Dopo il petrolio, rincarano anche i metalli Confartigianato: ricadute sulle aziende lombarde

Non è soltanto la brusca accelerazione dei costi del petrolio ad impensierire gli imprenditori italiani. Una minaccia altrettanto grave si è palesata a partire dal primo gennaio scorso quando si è registrato un forte quanto generalizzato rincaro dei prezzi di molte materie prime, soprattutto di quelle utilizzate nella produzione e lavorazione metalli.
In soli 100 giorni, vale a dire dal primo gennaio al 10 aprile, gli aumenti - denuncia uno studio della Confartigianato - hanno riguardato molte materie prime: al primo posto lo zinco (+51,3%), seguito dall’ottone (+43%), rame (+27,5%), stagno (+27,5%), nickel (+24,2%), alluminio alloy (+19,1%) e piombo (+3,3%). Gli incrementi, viene sottolineato, riguardano un parterre di quasi 84 mila imprese artigiane, le quali lamentano costi maggiori per 1,32 miliardi di euro. In pratica, i rincari delle materie prime, spiega l’organizzazione artigiana, «equivalgono ad un aumento del costo del lavoro per le aziende del settore pari al 26,7% e in una perdita di competitività del 4,7%».
L’impennata dei prezzi delle materie prime sta producendo gli effetti peggiori sulle 1.839 piccole aziende del settore produzione metalli: i costi aggiuntivi sono di 107,4 milioni di euro, equivalenti a 58.400 euro in più all’anno per azienda, che provocano un aumento del 64% del costo del lavoro e una minore competitività (7,5%).

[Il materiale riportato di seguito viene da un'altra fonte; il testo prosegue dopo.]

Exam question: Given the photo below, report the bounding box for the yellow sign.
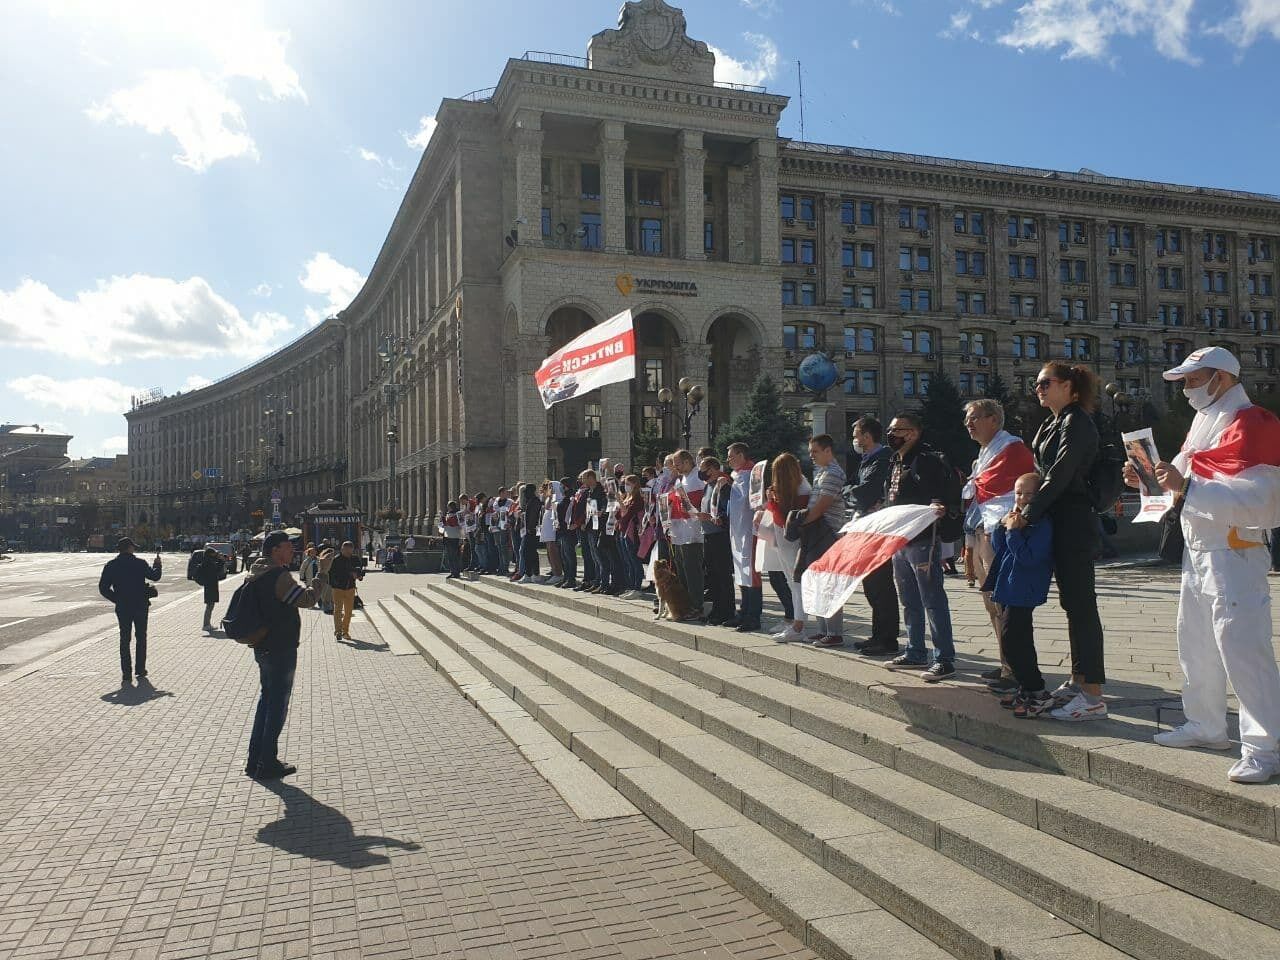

A livello territoriale, spiega la Confartigianato, i disagi più forti li stanno sopportando le aziende della Lombardia (in particolare quelle di Milano, Brescia e Bergamo), regione nella quale è concentrato il 23,5% delle aziende del settore metalli e prodotti in metallo. A seguire l’Emilia Romagna, il Piemonte e il Veneto. Inoltre, viene segnalato da ultimo, «nonostante le aziende abbiano finora assorbito i rincari delle materie prime, c’è il rischio di una ripercussione inflattiva soprattutto sui settori delle costruzioni e degli autoveicoli».